Gianni Agnelli, il più importante imprenditore italiano, alla guida della Fiat per molti anni, era per tutti l’Avvocato. Vi era in questo il segno non solo di un rispetto, ma di una forma di affetto, certo di ammirazione per lo stile e la passione per la vita di un uomo intelligente e aperto.
Nato nel 1921 e morto nel 2003, è stato testimone e protagonista di un secolo, il XX, definito “breve” ma intenso, portatore di immani tragedie – le due guerre mondiali, i tanti conflitti, le dittature che hanno insanguinato il mondo – e di scoperte scientifiche e tecnologiche che hanno cambiato il modo di vivere, di lavorare, di produrre, di viaggiare, di comunicare di tutti noi.
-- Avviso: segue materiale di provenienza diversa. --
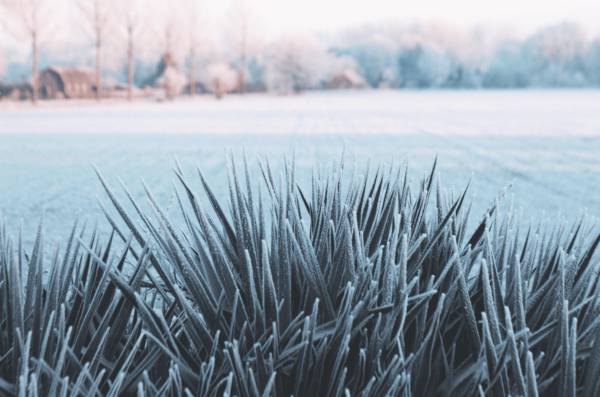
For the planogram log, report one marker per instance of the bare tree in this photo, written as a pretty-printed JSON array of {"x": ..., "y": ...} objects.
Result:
[
  {"x": 244, "y": 34},
  {"x": 35, "y": 20},
  {"x": 97, "y": 18},
  {"x": 198, "y": 22},
  {"x": 132, "y": 19},
  {"x": 297, "y": 61}
]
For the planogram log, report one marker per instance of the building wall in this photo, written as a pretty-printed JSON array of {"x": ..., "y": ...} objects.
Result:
[
  {"x": 50, "y": 85},
  {"x": 80, "y": 89}
]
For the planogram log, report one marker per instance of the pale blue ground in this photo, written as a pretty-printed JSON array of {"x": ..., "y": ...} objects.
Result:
[{"x": 556, "y": 166}]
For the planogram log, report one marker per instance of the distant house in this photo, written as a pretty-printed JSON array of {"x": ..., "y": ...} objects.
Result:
[
  {"x": 16, "y": 92},
  {"x": 59, "y": 82},
  {"x": 346, "y": 79}
]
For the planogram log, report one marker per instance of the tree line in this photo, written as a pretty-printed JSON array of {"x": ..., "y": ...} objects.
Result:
[{"x": 128, "y": 38}]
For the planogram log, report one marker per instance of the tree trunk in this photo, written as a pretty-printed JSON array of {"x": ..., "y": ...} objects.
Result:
[
  {"x": 192, "y": 72},
  {"x": 130, "y": 66},
  {"x": 98, "y": 69},
  {"x": 34, "y": 76},
  {"x": 243, "y": 74}
]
Gianni Agnelli ereditò una grande fortuna, seppe trasformarla in un impero imprenditoriale che ha dato e ancora oggi assicura lavoro a tanti italiani, contribuendo al progresso economico del nostro paese. Seppe anche creare le condizioni perché la Fiat molto avesse dall’Italia e dalle sue istituzioni.
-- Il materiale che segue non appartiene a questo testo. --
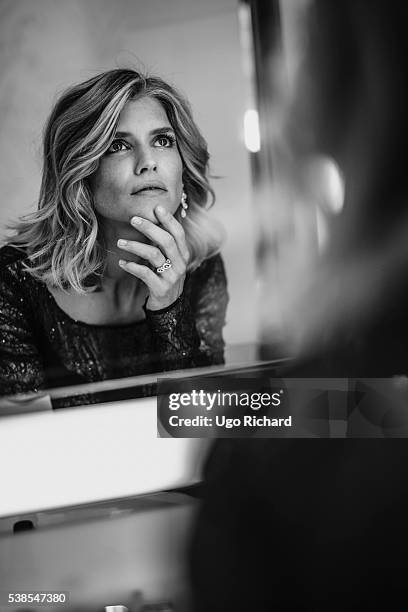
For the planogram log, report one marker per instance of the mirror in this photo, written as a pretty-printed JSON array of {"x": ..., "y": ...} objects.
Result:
[{"x": 193, "y": 45}]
Una collaborazione che sarà opportuno, nell’interesse di tutti, non disperdere nel prossimo futuro: occorre voltare pagina rispetto all’irresponsabile disinteresse dei governi Berlusconi-Tremonti-Bossi per l’avvenire produttivo del Paese.
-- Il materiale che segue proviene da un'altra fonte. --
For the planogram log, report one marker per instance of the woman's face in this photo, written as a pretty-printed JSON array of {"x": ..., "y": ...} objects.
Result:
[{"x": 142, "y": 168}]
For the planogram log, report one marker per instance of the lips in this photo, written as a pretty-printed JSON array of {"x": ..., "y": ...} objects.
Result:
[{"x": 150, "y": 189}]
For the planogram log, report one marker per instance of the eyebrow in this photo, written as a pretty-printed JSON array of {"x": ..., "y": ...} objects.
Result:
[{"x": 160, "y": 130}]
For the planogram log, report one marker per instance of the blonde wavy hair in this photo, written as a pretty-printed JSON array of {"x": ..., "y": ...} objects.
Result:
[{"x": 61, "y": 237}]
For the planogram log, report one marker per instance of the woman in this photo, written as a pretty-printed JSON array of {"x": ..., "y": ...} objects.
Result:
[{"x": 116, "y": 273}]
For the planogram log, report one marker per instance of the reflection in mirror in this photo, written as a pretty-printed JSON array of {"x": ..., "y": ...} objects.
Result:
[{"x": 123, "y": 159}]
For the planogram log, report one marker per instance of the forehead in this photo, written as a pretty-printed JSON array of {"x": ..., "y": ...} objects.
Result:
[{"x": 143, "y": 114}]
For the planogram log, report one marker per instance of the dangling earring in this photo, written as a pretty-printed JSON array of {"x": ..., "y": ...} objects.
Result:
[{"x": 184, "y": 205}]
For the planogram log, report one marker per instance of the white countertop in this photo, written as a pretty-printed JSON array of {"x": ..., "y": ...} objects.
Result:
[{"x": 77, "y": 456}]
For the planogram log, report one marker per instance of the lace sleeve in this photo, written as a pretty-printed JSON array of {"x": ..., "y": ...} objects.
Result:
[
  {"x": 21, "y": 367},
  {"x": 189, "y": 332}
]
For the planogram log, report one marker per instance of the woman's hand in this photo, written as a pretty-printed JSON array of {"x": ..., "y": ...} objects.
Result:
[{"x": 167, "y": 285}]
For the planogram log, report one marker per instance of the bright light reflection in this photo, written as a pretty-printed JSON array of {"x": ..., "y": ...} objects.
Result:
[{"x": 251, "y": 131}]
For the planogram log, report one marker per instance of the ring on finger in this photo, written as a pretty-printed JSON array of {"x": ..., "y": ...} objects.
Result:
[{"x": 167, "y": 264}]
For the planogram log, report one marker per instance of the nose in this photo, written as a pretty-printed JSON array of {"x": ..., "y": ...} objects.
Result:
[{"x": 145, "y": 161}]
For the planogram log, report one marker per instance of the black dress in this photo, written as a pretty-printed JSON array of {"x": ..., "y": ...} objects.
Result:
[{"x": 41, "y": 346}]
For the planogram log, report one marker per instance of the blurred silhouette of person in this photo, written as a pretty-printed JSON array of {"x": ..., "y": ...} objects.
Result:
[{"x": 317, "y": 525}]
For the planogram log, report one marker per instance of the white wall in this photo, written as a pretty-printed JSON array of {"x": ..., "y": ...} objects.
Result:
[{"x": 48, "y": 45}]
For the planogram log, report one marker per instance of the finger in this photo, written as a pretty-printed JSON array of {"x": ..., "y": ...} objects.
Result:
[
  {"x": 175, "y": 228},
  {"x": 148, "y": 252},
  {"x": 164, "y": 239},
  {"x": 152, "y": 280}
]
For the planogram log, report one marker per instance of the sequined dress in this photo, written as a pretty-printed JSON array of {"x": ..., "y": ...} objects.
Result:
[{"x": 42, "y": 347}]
Da persona di grande intelligenza, Agnelli vide le debolezze anche di visione strategica, del capitalismo italiano, verso il quale più volte manifestò analisi e sollecitazioni critiche; ebbe consapevolezza della necessità di un’intesa con i sindacati, per creare consenso attorno a riforme indispensabili. Sarà bene non archiviare questi aspetti come notazioni datate: oggi occorrerebbe più che mai un’apertura sia da parte imprenditoriale che dei sindacati per dar vita ad un patto di ampio respiro, con al centro da un lato il decollo di uno sviluppo sostenibile e dell’occupazione, dall’altro l’affermarsi di un modello di democrazia industriale, quale quello esistente in Germania.
Non si può esaltare la Germania per lo sviluppo, i bilanci in ordine, magari la stessa organizzazione federale dello Stato, tralasciando il ruolo decisivo delle relazioni sindacali, la partecipazione dei lavoratori – attraverso le proprie rappresentanze – alla vita delle imprese.
Da qui passa, anche per la politica, un via riformista che cambi l’Italia.
Per i suoi meriti in campo economico e sociale, nel 1991, Gianni Agnelli venne nominato senatore a vita dall’allora Presidente della Repubblica Francesco Cossiga.
Il Presidente emerito della Repubblica Carlo Azeglio Ciampi, suo grande amico, disse di lui: «aveva una visione internazionale dei problemi. Ha contribuito a sprovincializzare il nostro Paese. Ho sempre sentito in Agnelli un legame profondissimo con l’Europa, che concepiva come un ancoraggio necessario per l’Italia, una sorta di garanzia indispensabile». Sono parole quanto mai attuali e sottolineano un altro lascito di un leader dell’industria che ha saputo essere un grande italiano: sì, l’ancoraggio europeo resta per il nostro Paese un destino senza alternative.